Some genuinely feel that relationships are exhausting and they’re happier alone. Others do want closeness. They’re just so afraid of rejection that they run away first.
These two look similar in childhood but diverge completely as adults. So the original three became four.
Secure. Liking someone is just liking them. One comment doesn’t flip their mood. Someone getting close doesn’t send them running. That alone is a rare ability.
Anxious. What she fears isn’t breakup. It’s uncertainty. Her boyfriend says “we need to talk” and she rehearses eight versions of the breakup speech in her head over the next three hours. She doesn’t actually want the answer. She just can’t stand the waiting.
Avoidant. When he first meets you, he’s the best conversationalist. Shared values, great sense of humor. You think, how is this guy so right for me. Then the relationship tries to go one step forward, meeting the family, talking about where to live next year, and the tempo shifts. It’s not fights. It’s fading. Replies come slower. He says he has to go home to his parents for Spring Festival and can’t get away. You ask what’s up. He says nothing’s up. The moment it’s time to hand over real feelings, he instinctively backs off.
Fearful. She’s the most tangled up. She desperately wants a relationship. She can’t sleep the night before a date. But once someone starts treating her well, after three months of chatting when he says “let’s actually meet,” she’ll just delete him. It’s not that she doesn’t want it. She’s just terrified that if she really walks in, she’ll be left behind.
Boil it down and there are only two questions.
One, are you afraid of getting close to people. Two, are you afraid of being left behind.
Secure: neither. Anxious: not closeness, but abandonment. Avoidant: not abandonment, but closeness. Fearful: both.
The classic matchup is anxious meets avoidant.
The anxious person gets pulled in by the avoidant. Because at first he seems steady, quiet, not clingy, with boundaries. For someone who grew up in uncertainty, “he doesn’t really seem to need me” is intoxicating. Uncertain things hook the people most afraid of loss.
The avoidant also gets pulled in by the anxious. Because she’s warm, proactive, responsive. For the first few months, the avoidant feels finally seen, finally needed.
Then they get together. Then the problems surface.
Her: What are we, exactly? Him: Can you not ask that every day? Her: I’m only asking once. Him: You’ve been asking for a month. Her: Then just give me one sentence. Him: I don’t want to talk about this right now.
She hears it and panics, feels him pushing her away again, so she chases harder. He sees her like this and can’t breathe, so he backs away further.
You chase. He runs.
The good news: you’re not locked in by your childhood.
Research has found that attachment types can change. Within two years, about a third of people experience a meaningful shift in their attachment style.

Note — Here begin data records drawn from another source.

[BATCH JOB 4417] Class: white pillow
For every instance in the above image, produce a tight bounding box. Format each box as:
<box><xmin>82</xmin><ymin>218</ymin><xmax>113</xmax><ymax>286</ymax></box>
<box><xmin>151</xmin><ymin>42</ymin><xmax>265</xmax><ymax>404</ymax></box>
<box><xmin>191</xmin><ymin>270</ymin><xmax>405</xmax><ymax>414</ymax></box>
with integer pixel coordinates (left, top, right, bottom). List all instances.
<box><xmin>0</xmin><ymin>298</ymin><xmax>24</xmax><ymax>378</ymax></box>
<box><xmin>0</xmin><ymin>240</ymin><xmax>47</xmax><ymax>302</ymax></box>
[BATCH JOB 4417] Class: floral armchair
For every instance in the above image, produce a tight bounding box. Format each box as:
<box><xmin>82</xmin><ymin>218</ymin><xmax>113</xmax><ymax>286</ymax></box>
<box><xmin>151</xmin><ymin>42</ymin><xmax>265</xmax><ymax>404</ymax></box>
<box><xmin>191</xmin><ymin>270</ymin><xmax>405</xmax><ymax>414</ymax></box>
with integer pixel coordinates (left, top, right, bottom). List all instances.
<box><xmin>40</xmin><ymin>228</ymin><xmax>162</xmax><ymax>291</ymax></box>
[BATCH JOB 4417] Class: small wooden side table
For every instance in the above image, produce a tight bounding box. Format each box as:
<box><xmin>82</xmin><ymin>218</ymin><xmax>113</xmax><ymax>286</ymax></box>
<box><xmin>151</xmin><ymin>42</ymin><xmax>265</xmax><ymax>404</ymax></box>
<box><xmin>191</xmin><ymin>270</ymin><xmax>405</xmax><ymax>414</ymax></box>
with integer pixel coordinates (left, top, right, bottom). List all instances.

A stable, reliable relationship that makes someone feel safe can genuinely turn an anxious person into a secure one over time. The reverse is also true. A repeatedly hurtful relationship can wear down someone originally secure into someone who can no longer trust anyone.
A line from the research, roughly: our understanding of intimacy really does start with the earliest relationship with a caregiver, but that process never stops. Whoever you meet later keeps pushing it in new directions.
At three, someone taught you one language for love. Now you can learn a second.